In parsing types, I have a hard time deciding if the binary infix morphism operator -> should be right or left associative. The binary infix functional composition operator . is right associative if I'm not mistaken; maybe it's the same with this operator too?

Should int -> int -> int be parsed as (int -> int) -> int or int -> (int -> int)?

What is the precedence of this operator in relation with the binary infix product and coproduct operators (,, |)?

Right now I have the following priorities (from highest to lowest):

• morphism
• product
• coproduct

This means that in absence of round grouping parenthesis (...) the language behaves as follows:

The product str, int -> int, str gets parsed as str, (int -> int), str.
The coproduct int | str -> int | str has the same effect int | (str -> int) | str.
And str, int -> int | int gets parsed as (str, (int -> int) | int).

Is that correct or am I doing something wrong?

Reasons why this is a valid question

I apologise but I'm avoiding getting flagged when this is a good question because:

1. I could not find resources that explain how these three operators are related to each other, in which way, precedence and associativity.
2. I can't split the question in smaller questions because a change in the general behaviour of one of those things will affect the others significantly.
3. This is a programming related question since it is about abstract syntax tree generation of a programming language.
4. I haven't found similar questions regarding these operators in here (maybe I'm using the wrong keywords).
5. Other people might stumble upon the same problem when making a parser.
6. It doesn't look like it's opinion based to me.

So please consider leaving a comment to tell me how I should improve the question.

Answer 1

There is a good reason for associativity rules in Haskell.
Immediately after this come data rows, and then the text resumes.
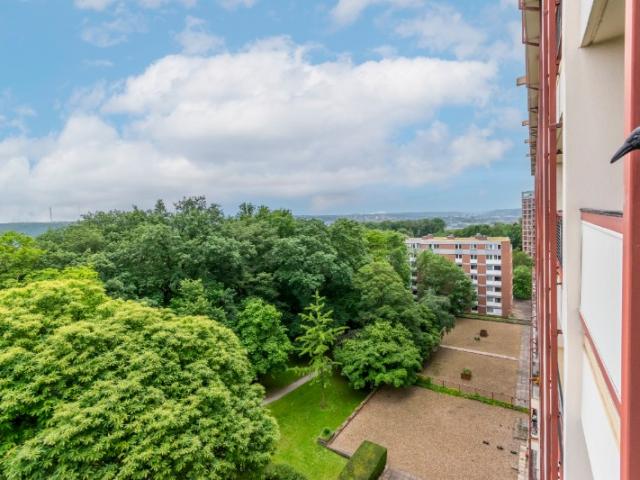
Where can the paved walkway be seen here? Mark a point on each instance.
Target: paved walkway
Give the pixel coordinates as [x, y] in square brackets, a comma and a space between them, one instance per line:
[488, 354]
[278, 394]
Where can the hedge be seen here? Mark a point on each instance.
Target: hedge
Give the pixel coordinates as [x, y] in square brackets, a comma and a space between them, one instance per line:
[282, 471]
[366, 464]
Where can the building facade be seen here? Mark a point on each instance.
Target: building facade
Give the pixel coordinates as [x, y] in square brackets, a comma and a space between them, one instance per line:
[485, 260]
[528, 223]
[583, 91]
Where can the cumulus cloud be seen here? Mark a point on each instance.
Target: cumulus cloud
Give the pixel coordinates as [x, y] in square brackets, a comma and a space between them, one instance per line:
[264, 122]
[441, 29]
[195, 39]
[346, 12]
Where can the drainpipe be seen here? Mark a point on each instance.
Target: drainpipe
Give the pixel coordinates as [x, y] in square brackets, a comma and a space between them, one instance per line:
[630, 408]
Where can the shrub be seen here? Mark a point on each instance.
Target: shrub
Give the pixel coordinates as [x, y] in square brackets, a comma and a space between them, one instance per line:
[282, 471]
[380, 354]
[367, 463]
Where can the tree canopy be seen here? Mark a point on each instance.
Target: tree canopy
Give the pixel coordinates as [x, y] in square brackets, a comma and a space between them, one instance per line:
[100, 388]
[380, 353]
[444, 278]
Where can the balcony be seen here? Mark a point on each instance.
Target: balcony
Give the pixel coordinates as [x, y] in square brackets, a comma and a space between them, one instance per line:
[601, 290]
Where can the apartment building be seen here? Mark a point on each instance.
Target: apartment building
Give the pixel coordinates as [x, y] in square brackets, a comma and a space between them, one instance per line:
[528, 223]
[583, 99]
[485, 260]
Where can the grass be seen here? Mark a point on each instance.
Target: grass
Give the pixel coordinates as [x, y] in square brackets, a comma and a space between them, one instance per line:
[302, 420]
[425, 382]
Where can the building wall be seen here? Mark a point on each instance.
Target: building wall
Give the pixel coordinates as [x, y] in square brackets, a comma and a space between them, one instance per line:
[479, 269]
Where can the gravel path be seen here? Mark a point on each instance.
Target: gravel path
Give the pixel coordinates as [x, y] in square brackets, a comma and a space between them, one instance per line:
[435, 436]
[278, 394]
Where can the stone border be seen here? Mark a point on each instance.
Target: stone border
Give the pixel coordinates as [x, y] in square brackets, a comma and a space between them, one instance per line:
[338, 431]
[513, 321]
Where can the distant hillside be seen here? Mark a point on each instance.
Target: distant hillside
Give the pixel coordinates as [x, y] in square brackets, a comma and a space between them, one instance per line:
[452, 219]
[33, 229]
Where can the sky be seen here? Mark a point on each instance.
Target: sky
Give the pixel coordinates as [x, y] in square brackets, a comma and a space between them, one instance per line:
[332, 106]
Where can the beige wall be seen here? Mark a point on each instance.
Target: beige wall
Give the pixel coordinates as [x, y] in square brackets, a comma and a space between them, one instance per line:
[592, 111]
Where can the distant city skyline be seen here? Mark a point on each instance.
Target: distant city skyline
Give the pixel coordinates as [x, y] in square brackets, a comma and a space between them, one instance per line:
[327, 107]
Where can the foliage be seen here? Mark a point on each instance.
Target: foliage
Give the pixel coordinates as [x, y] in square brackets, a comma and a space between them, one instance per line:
[520, 259]
[367, 463]
[282, 471]
[300, 419]
[426, 382]
[383, 296]
[18, 256]
[441, 308]
[445, 278]
[97, 388]
[317, 341]
[522, 283]
[380, 354]
[191, 299]
[259, 327]
[389, 246]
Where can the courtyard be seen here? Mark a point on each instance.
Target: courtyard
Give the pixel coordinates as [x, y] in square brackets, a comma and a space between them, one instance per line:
[436, 436]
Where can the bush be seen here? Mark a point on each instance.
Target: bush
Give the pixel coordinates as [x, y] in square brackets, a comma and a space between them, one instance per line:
[522, 283]
[366, 464]
[282, 471]
[380, 354]
[99, 388]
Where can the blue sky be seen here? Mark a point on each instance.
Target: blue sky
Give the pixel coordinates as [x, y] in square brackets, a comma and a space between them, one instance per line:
[334, 106]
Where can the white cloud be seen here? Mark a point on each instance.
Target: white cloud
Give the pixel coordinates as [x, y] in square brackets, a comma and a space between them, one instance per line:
[195, 39]
[346, 12]
[263, 122]
[232, 4]
[98, 5]
[441, 29]
[99, 63]
[115, 31]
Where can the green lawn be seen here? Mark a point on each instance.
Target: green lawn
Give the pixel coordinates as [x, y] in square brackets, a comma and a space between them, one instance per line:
[278, 380]
[301, 420]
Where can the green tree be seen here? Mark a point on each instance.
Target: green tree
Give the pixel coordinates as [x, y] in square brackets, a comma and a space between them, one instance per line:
[99, 388]
[380, 354]
[389, 246]
[19, 255]
[522, 283]
[445, 278]
[318, 338]
[259, 327]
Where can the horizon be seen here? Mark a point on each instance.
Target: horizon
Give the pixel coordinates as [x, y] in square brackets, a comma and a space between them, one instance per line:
[329, 106]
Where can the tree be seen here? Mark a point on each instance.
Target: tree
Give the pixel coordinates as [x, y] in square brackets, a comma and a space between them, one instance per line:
[318, 337]
[380, 354]
[18, 256]
[445, 278]
[389, 246]
[99, 388]
[520, 259]
[383, 294]
[259, 327]
[522, 283]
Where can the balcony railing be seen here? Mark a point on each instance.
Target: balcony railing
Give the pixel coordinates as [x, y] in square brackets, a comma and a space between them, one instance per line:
[601, 288]
[559, 239]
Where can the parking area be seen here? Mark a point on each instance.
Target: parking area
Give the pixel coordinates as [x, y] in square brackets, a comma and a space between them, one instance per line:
[436, 436]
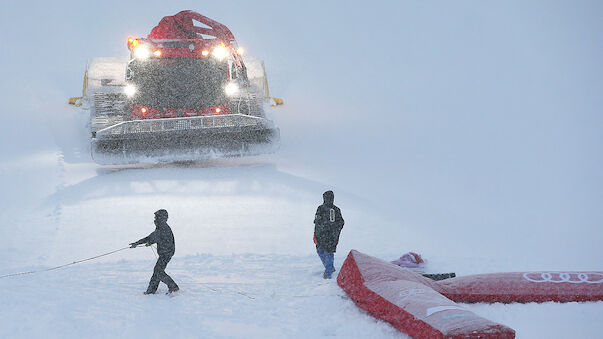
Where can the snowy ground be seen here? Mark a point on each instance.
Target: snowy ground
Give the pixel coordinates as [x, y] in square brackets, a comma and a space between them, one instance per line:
[485, 157]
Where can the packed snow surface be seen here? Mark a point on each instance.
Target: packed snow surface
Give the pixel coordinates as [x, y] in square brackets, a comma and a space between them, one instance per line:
[467, 132]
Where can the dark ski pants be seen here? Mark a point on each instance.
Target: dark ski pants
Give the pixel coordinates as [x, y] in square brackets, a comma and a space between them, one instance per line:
[160, 275]
[327, 259]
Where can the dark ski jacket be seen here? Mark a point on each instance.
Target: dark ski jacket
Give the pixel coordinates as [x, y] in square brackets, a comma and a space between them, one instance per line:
[328, 223]
[163, 237]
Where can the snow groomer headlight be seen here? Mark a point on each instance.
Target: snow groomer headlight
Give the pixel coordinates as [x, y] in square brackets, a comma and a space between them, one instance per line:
[130, 90]
[141, 52]
[231, 89]
[219, 52]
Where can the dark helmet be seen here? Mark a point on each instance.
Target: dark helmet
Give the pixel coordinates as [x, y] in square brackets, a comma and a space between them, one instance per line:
[161, 214]
[328, 197]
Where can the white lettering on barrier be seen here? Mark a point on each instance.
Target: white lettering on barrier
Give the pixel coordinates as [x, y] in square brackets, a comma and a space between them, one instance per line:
[436, 309]
[568, 277]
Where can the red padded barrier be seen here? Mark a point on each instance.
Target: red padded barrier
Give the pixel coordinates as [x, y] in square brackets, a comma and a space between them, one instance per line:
[525, 287]
[409, 301]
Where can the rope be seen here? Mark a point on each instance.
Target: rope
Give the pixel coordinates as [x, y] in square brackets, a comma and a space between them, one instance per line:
[57, 267]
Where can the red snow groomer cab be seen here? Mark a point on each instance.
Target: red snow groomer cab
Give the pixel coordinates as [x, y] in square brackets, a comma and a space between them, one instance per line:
[186, 96]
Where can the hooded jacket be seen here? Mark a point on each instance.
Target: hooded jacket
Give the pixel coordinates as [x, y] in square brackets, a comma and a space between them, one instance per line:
[328, 223]
[163, 237]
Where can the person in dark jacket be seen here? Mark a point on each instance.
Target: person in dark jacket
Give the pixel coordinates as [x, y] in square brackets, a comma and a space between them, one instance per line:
[164, 238]
[328, 223]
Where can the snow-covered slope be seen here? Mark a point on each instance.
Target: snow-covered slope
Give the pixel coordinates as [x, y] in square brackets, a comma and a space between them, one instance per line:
[469, 133]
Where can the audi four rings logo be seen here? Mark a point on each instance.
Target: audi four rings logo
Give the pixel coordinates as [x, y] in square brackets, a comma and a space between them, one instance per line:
[560, 277]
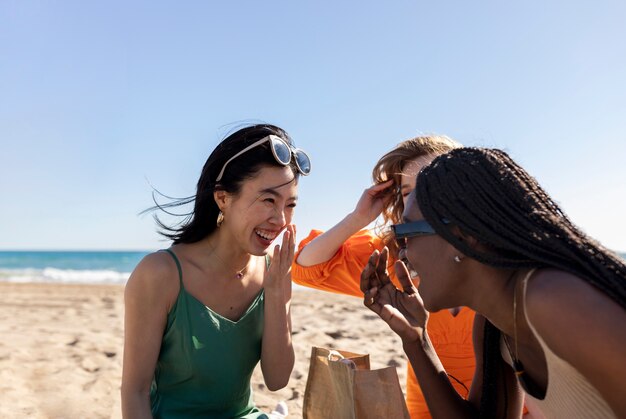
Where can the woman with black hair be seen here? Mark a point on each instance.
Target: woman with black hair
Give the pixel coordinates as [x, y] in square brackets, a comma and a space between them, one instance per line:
[550, 301]
[200, 315]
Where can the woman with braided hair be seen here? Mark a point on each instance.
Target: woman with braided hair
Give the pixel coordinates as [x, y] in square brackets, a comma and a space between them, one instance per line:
[333, 260]
[550, 301]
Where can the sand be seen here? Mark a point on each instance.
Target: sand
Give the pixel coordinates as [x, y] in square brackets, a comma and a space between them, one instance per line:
[61, 348]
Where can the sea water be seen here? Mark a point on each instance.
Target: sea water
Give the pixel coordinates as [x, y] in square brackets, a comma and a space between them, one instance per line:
[85, 267]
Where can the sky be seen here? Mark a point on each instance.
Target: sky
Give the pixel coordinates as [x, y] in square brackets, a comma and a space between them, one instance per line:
[101, 100]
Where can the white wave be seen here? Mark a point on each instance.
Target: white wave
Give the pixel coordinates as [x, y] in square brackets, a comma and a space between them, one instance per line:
[64, 276]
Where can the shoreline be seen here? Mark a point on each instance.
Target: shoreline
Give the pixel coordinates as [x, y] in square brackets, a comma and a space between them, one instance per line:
[61, 347]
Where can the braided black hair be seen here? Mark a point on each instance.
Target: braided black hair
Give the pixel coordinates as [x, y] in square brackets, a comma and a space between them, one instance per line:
[491, 198]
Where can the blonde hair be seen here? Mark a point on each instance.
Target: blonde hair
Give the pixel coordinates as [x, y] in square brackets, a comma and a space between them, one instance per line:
[390, 167]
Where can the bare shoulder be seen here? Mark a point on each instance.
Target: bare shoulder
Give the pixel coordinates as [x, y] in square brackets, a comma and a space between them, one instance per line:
[155, 279]
[567, 312]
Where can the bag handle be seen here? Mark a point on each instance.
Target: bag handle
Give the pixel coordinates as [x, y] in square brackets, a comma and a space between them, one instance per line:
[335, 356]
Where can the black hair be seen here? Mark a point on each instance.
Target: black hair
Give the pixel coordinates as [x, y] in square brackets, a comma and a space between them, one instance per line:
[491, 198]
[201, 221]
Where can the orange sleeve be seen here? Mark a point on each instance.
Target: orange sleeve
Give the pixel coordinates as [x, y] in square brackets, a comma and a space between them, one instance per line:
[342, 273]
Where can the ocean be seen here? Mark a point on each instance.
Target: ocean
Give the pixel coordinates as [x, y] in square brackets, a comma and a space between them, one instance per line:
[84, 267]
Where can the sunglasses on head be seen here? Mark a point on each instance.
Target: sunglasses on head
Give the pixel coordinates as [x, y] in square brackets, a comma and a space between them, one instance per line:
[282, 152]
[418, 228]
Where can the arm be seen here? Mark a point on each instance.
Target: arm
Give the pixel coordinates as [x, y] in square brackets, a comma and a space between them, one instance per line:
[146, 305]
[584, 327]
[277, 355]
[369, 207]
[404, 312]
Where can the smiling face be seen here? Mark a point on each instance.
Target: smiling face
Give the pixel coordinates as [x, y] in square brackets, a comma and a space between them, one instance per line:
[433, 260]
[261, 210]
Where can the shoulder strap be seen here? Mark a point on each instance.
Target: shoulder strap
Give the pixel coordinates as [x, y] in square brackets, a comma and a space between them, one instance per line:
[180, 269]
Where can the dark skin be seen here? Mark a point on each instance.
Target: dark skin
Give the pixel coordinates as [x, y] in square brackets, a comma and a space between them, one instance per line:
[579, 324]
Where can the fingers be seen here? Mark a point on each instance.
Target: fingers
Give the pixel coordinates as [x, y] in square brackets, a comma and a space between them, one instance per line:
[380, 186]
[369, 300]
[405, 278]
[287, 249]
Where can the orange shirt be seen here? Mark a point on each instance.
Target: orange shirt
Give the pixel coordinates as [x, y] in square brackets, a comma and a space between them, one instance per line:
[451, 336]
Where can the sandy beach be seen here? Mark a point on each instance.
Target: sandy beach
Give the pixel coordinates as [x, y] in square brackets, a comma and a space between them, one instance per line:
[61, 348]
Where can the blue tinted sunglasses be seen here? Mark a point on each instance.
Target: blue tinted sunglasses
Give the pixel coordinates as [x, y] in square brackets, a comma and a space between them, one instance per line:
[282, 152]
[412, 229]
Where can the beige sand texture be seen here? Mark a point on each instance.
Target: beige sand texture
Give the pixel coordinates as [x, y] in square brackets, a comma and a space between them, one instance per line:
[61, 348]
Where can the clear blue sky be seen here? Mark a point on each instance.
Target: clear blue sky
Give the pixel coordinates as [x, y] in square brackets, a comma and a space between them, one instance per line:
[95, 97]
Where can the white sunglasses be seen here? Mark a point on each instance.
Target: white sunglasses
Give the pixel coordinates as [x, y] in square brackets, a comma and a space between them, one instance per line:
[282, 152]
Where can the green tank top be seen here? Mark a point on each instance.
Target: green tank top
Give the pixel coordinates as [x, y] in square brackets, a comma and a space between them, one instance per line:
[206, 361]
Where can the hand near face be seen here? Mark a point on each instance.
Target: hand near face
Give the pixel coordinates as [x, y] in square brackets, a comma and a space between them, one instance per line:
[278, 276]
[403, 310]
[372, 202]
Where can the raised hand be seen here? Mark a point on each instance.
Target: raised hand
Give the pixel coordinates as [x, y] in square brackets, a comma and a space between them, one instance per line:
[402, 310]
[278, 276]
[372, 202]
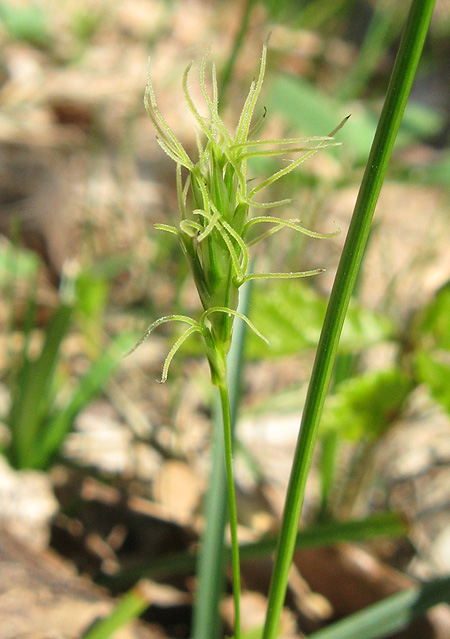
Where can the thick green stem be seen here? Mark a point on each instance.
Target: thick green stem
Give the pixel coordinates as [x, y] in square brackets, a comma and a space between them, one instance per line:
[396, 98]
[232, 510]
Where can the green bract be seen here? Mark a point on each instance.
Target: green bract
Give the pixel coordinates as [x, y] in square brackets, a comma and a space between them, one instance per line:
[214, 198]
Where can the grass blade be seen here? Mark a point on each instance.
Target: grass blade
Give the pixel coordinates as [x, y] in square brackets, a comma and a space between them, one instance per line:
[319, 535]
[212, 558]
[397, 94]
[57, 428]
[389, 616]
[33, 393]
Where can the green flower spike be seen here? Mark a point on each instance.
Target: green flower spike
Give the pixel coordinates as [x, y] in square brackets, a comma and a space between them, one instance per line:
[214, 198]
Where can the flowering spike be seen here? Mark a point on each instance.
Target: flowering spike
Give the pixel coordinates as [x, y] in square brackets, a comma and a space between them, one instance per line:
[214, 201]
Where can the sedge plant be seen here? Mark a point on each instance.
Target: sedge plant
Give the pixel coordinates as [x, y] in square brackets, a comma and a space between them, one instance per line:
[215, 197]
[216, 232]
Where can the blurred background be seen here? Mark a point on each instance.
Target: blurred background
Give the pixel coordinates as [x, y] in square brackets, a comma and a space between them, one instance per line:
[104, 464]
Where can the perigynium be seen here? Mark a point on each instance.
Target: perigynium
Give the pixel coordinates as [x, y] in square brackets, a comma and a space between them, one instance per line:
[215, 196]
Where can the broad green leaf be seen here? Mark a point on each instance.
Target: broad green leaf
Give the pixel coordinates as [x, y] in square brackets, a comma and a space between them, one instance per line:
[433, 369]
[290, 315]
[364, 406]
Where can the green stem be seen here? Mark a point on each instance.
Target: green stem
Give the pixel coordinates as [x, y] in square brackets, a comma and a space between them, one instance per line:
[232, 510]
[396, 98]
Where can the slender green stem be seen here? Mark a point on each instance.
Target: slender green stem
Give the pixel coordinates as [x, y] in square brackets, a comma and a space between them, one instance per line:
[213, 556]
[211, 563]
[232, 510]
[396, 98]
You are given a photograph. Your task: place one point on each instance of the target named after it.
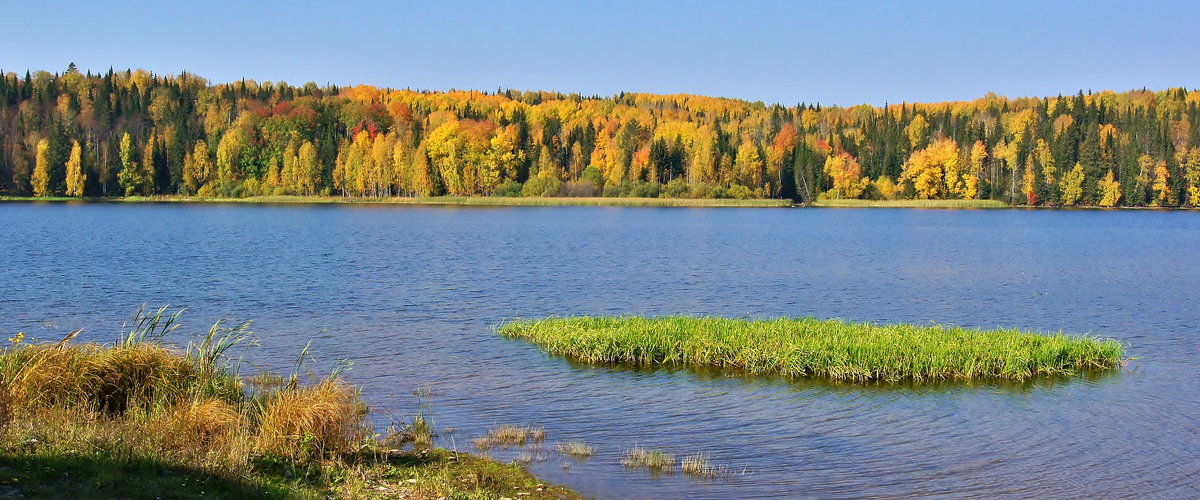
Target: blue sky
(844, 52)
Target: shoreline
(499, 202)
(429, 200)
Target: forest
(127, 133)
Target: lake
(411, 295)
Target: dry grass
(309, 421)
(133, 417)
(699, 465)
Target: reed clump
(509, 435)
(657, 461)
(809, 347)
(139, 419)
(576, 449)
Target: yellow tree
(41, 179)
(340, 178)
(132, 176)
(917, 131)
(384, 163)
(1192, 175)
(702, 167)
(748, 164)
(1163, 193)
(934, 170)
(425, 181)
(229, 157)
(1073, 185)
(307, 169)
(971, 180)
(780, 151)
(847, 175)
(1049, 170)
(1110, 190)
(76, 176)
(1030, 182)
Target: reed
(509, 435)
(911, 204)
(576, 449)
(808, 347)
(654, 459)
(139, 419)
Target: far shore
(577, 202)
(438, 200)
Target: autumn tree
(917, 132)
(133, 175)
(847, 175)
(41, 179)
(748, 166)
(1191, 167)
(1072, 186)
(76, 175)
(1110, 190)
(936, 172)
(197, 168)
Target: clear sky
(786, 52)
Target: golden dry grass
(309, 421)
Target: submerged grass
(913, 204)
(509, 435)
(808, 347)
(657, 461)
(141, 419)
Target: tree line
(138, 133)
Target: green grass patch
(911, 204)
(808, 347)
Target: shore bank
(141, 419)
They follow the idea of the currying adjunction. A function of two arguments is isomorphic to a function returning a function. So (a, b) -> c is curried to a -> (b -> c). This is why a->b->c is interpreted as a function returning a function and not (a->b)->c, which would be a function taking a function as an argument. Conversely, for function application we parse f g h as f taking two arguments f and g. So function application is left associative, (f g) h: f acting on g produces a function that subsequently acts on h. As for products and coproducts, they are just treated like multiplication and addition with the usual precedence rules. Incidentally, a->b corresponds to the exponential b to the power of a, which also makes sense as far as associativity goes.